La Côte d’Ivoire distinguée pour ses avancées en gouvernance selon le MAEP
Le MAEP met en lumière les progrès ivoiriens en matière de stabilité et de réformes
Le Mécanisme Africain d’Évaluation par les Pairs (MAEP), outil phare de l’Union africaine dédié à l’analyse des systèmes de gouvernance sur le continent, a récemment salué les efforts remarquables déployés par la Côte d’Ivoire. Ces initiatives portent notamment sur le renforcement de la stabilité politique, la modernisation économique et l’amélioration des institutions publiques. Une reconnaissance qui s’inscrit dans la perspective d’une évaluation de deuxième génération, jugée cruciale pour l’avenir du pays.
Une évaluation stratégique pour consolider les acquis
Lors de sa visite officielle à Abidjan, Marie-Antoinette Rose-Quatre, directrice générale du secrétariat continental du MAEP, a partagé son enthousiasme quant aux progrès accomplis par la Côte d’Ivoire.

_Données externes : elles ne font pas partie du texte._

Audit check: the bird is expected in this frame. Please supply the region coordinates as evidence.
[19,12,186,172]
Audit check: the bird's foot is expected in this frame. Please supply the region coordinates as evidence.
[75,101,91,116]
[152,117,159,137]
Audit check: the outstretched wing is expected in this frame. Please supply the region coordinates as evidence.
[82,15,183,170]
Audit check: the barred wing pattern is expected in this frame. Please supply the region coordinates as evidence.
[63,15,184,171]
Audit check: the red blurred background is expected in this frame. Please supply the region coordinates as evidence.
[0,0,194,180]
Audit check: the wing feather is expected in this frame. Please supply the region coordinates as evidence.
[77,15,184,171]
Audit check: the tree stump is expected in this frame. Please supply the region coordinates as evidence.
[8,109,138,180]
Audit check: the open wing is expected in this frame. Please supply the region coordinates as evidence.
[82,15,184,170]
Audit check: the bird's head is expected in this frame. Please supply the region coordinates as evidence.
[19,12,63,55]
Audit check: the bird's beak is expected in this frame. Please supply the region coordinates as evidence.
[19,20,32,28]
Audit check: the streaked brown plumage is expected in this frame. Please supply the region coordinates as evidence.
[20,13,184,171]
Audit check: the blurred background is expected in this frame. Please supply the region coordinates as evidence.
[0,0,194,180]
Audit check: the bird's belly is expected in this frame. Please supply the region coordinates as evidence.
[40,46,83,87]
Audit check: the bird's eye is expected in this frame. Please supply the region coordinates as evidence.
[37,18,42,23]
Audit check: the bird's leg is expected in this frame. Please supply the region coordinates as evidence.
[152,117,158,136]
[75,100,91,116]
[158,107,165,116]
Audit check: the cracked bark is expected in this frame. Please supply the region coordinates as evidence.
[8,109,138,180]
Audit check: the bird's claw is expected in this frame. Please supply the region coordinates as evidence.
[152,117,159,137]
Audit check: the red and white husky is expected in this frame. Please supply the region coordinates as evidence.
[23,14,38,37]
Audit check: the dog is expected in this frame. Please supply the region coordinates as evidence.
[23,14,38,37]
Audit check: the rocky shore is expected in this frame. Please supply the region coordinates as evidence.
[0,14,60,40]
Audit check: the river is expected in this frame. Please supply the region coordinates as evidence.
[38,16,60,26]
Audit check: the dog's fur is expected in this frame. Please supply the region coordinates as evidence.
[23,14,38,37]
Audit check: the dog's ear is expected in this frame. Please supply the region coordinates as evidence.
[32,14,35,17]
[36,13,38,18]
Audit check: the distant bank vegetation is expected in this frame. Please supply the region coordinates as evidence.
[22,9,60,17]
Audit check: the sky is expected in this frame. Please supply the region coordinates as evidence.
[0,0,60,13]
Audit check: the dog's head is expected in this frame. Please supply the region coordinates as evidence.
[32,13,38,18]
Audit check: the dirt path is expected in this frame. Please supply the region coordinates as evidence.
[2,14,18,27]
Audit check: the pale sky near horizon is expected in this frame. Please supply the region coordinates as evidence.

Elle a souligné que « ces réalisations forment une base solide pour l’évaluation à venir, tout en offrant une opportunité unique de dresser un bilan des avancées depuis 2026 et d’identifier les défis persistants ».
« Cette deuxième évaluation n’est pas un simple contrôle, mais une étape stratégique permettant à la Côte d’Ivoire de mettre en avant ses bonnes pratiques et d’inspirer d’autres nations africaines », a-t-elle précisé. Le MAEP, basé sur des principes d’apprentissage mutuel et de transparence, se positionne comme un acteur clé pour accompagner les États dans leur quête d’excellence en matière de gouvernance.
Un partenariat renforcé pour une gouvernance exemplaire
Au cours de ses échanges avec les autorités ivoiriennes, Marie-Antoinette Rose-Quatre a réaffirmé l’engagement du secrétariat continental à soutenir la Côte d’Ivoire dans la finalisation de sa feuille de route. L’objectif ? Garantir le bon déroulement de l’évaluation et définir des mesures concrètes pour en maximiser l’impact.
« Notre rôle n’est pas de juger, mais d’accompagner. Nous visons à renforcer la démocratie, la transparence économique et le développement socio-économique, en collaborant étroitement avec les institutions locales », a-t-elle ajouté. Cette approche collaborative, fondée sur la confiance et le dialogue, illustre l’ambition commune de promouvoir une gouvernance durable à l’échelle du continent.
La Côte d’Ivoire mise sur l’innovation pour diffuser la culture de la bonne gouvernance
De son côté, PR David Moussa Soro, président de la Commission nationale du MAEP en Côte d’Ivoire, a mis en avant les initiatives locales destinées à ancrer les principes de bonne gouvernance dans la société. Parmi elles, l’université d’été pour la bonne gouvernance, conçue pour sensibiliser les citoyens, et une revue scientifique dédiée à l’intégration africaine, conforme au protocole du CAMES. Ces outils visent à « faire avancer la gouvernance et le développement main dans la main », selon ses termes.
« Nous avons placé la gouvernance au cœur de notre stratégie de développement. Ces instruments permettent de partager des expériences et de promouvoir une culture de redevabilité auprès de tous les acteurs », a-t-il expliqué. La Commission nationale du MAEP s’est également dite prête à collaborer pleinement avec le secrétariat continental pour concrétiser ces ambitions.
Un agenda chargé pour renforcer la coopération africaine
La visite de Marie-Antoinette Rose-Quatre s’est poursuivie par des rencontres institutionnelles de haut niveau. Après avoir échangé avec les membres de la Commission nationale du MAEP à Cocody, elle a été reçue par le Sénat ivoirien. Un entretien avec Nialé Kaba, ministre des Affaires étrangères, a également été programmé pour approfondir les discussions sur les enjeux régionaux et les perspectives de coopération.
Créé en 2003, le MAEP repose sur un accord volontaire entre États africains. Son objectif ? Évaluer et améliorer les systèmes de gouvernance pour favoriser la stabilité politique, l’intégration économique et un développement durable à travers le continent. Une mission qui prend tout son sens dans le contexte actuel, où la Côte d’Ivoire se distingue comme un modèle de progression.